What yachts are not, however, is a way to generate the finished product of shelter (admittedly, if I personally owned a yacht I’d probably live on it). Yachts are a depreciating asset that is used for recreation, like tennis rackets or golf clubs.
A car is an asset that converts energy into transportation
Financial independence enthusiasts typically frame the question of car ownership something like this: “is it better to pay more in rent to live within walking or biking distance of work, or pay less in rent but be forced to own a car in order to get to work?”
In other words, you can tally up your total expenses for housing and car ownership under both circumstances, and the one with a lower total cost is your best bet for achieving financial independence, leaving as it does more residual income to invest.
The problem with this framing is that it treats your costs as variables but your income as fixed. And indeed, this is how most people go through life: given a job, what is the most cost-effective way to build your life around that job?
A different way of looking at car ownership is that on-demand, independent, self-contained automotive transportation is an extremely valuable intermediate good in its own right. Transportation to your workplace is an important input into your ability to work and receive income. Transportation can be converted directly into cash using apps like Uber or Lyft by offering rides to strangers. And transportation is an intermediate good in many other kinds of money-making schemes, like sourcing products cheaply to resell at a profit.
Being someone else’s employee lends itself to the first, cramped view of car ownership: “I need a car to get to work, so a car is an expense I have to incur to get paid.” Being self-employed, the true value of car ownership is much more obvious.
For example, when I lived in Wisconsin, I had a credit card that allowed me to earn thousands of dollar a month on certain purchases. The merchants involved were spread so far apart that I needed to use a car to efficiently travel between them each day. The gas and depreciation of the car weren’t a cost center for me, they were a profit center: the car was an asset that allowed me to convert gasoline into transportation, which I used to visit merchants and earn money.
Note that I wasn’t forced to own a car. I chose to have and use a car because the car gave me access to income in excess of the expenses of driving and maintaining the car.
Is your car more like a house or a yacht?
Homeownership is a tax-advantaged way of securing housing.
Yacht ownership is an expensive way to relax.
For most people, car ownership plays both roles. Commuting to work in a car you own is tax-advantaged in the same way homeownership is: if you took a cab the fare would be taxable income to the driver, if you took a public bus the driver, mechanics, civil engineers, and others would all pay taxes on the income your fare contributes to, while you don’t have to pay any income tax on the imputed fare you provide yourself with.
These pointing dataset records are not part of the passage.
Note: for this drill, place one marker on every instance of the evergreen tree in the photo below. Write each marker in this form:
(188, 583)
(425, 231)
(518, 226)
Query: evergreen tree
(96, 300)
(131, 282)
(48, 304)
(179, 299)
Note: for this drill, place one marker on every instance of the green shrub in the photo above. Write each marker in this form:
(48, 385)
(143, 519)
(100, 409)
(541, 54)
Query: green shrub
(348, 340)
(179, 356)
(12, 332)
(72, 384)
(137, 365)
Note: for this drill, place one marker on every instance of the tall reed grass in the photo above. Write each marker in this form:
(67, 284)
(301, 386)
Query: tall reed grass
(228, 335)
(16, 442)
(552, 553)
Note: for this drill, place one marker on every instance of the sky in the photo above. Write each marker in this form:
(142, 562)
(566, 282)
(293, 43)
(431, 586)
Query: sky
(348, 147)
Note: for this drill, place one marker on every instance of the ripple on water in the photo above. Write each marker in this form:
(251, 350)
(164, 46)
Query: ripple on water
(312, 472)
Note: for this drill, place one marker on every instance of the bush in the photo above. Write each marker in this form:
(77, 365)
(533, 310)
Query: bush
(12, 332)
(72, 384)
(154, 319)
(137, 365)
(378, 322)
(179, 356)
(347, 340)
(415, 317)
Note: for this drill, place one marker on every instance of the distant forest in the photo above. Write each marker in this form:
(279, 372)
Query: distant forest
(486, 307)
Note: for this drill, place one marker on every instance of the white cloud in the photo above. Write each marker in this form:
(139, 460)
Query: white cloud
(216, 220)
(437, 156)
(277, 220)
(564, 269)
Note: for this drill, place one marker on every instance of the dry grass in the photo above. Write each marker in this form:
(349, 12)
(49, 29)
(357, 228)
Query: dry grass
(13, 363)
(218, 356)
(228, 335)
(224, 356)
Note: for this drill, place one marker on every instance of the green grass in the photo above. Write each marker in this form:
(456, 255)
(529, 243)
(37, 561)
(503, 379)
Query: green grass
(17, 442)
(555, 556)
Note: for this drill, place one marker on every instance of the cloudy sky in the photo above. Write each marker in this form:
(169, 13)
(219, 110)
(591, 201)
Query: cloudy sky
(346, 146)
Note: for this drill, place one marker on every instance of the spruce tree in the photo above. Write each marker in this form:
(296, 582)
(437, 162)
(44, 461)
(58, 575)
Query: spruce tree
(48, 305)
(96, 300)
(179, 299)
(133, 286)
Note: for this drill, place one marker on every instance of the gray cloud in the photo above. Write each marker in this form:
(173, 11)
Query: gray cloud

Car ownership can also be an expensive way to relax: the closer a substitute a bus or train would be for car ownership, for example a car owner who lives directly above a subway station, the more car ownership will seem like an expensive extravagance, like yacht ownership.
The question, then, is not whether you can arrange your life such that car ownership becomes unnecessary. Of course you can. The question is whether the acquisition of an asset that gives you access to on-demand, independent automative transportation is worthwhile given the opportunities you have available to convert transportation into income.